Farmer guilty of ‘shocking’ pig welfare offences

A Lincolnshire farmer has been found guilty of eight offences relating to welfare of pigs.

Farmer Mark Haynes, 53, from 65 Northorpe Road, Donington, was found guilty at Lincoln Magistrates Court on Friday (9 December).

Mr Haynes was charged following an animal welfare investigation by Lincolnshire Trading Standards run between May 2015 and February 2016.

See also: Farmer banned from keeping livestock following welfare offences

Before the investigation, the Animal and Plant Health Agency and trading standards officers had made repeated attempts to advise and support Mr Haynes to improve the welfare of his pigs.

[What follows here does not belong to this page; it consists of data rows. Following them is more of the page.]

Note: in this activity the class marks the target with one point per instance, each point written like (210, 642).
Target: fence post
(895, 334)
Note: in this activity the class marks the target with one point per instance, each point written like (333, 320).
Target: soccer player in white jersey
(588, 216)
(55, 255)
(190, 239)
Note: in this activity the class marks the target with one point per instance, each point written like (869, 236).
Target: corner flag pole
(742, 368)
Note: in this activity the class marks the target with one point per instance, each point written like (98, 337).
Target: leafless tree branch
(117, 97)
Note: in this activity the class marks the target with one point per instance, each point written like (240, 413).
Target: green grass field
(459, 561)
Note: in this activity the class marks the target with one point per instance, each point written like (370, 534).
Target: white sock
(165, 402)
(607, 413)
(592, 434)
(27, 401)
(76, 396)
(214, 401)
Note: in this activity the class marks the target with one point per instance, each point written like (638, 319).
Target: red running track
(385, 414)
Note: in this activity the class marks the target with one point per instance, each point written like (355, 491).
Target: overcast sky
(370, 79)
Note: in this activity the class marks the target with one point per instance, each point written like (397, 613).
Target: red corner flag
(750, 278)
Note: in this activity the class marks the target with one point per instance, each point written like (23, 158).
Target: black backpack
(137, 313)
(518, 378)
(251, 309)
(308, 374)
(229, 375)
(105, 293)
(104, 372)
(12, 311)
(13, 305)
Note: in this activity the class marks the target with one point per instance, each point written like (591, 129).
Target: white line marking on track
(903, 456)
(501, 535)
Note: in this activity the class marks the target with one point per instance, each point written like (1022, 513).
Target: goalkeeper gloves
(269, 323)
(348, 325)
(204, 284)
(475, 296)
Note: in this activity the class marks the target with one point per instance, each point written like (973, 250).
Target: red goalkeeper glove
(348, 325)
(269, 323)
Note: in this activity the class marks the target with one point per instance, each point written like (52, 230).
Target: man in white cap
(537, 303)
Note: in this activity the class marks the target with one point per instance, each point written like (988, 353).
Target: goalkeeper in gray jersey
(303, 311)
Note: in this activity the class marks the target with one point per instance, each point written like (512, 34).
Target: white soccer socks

Ian Newell, of Lincolnshire Trading Standards, said: “This was a shocking case. During our investigation we found that Mr Haynes was keeping pigs in inadequate conditions, with poorly maintained buildings and an inadequate regime for feeding and watering.

“Some also had bad wounds and other ailments that had not been adequately treated and would have caused considerable pain, distress and unnecessary suffering to the animals.

“Despite our officers making attempts to provide support and advice over many months, subsequent visits showed that no improvements had been made.”

Serious wounds

The situation culminated with a visit on 20 October 2015 with an APHA veterinary inspector, where five pigs were found to be suffering from serious wounds.

The animals included one pig with chronic injuries to the hind leg and chest, and another that could not bear its weight on its hind legs

Mr Newell said: “It was necessary to euthanise them immediately.

“Despite the guilty verdict, the judge decided to defer sentencing for six months, during which time Mr Haynes has the opportunity to improve the conditions on his farm.

“We will be closely monitoring the situation, and will offer Mr Haynes further support and advice in a bid to prevent further animals suffering.”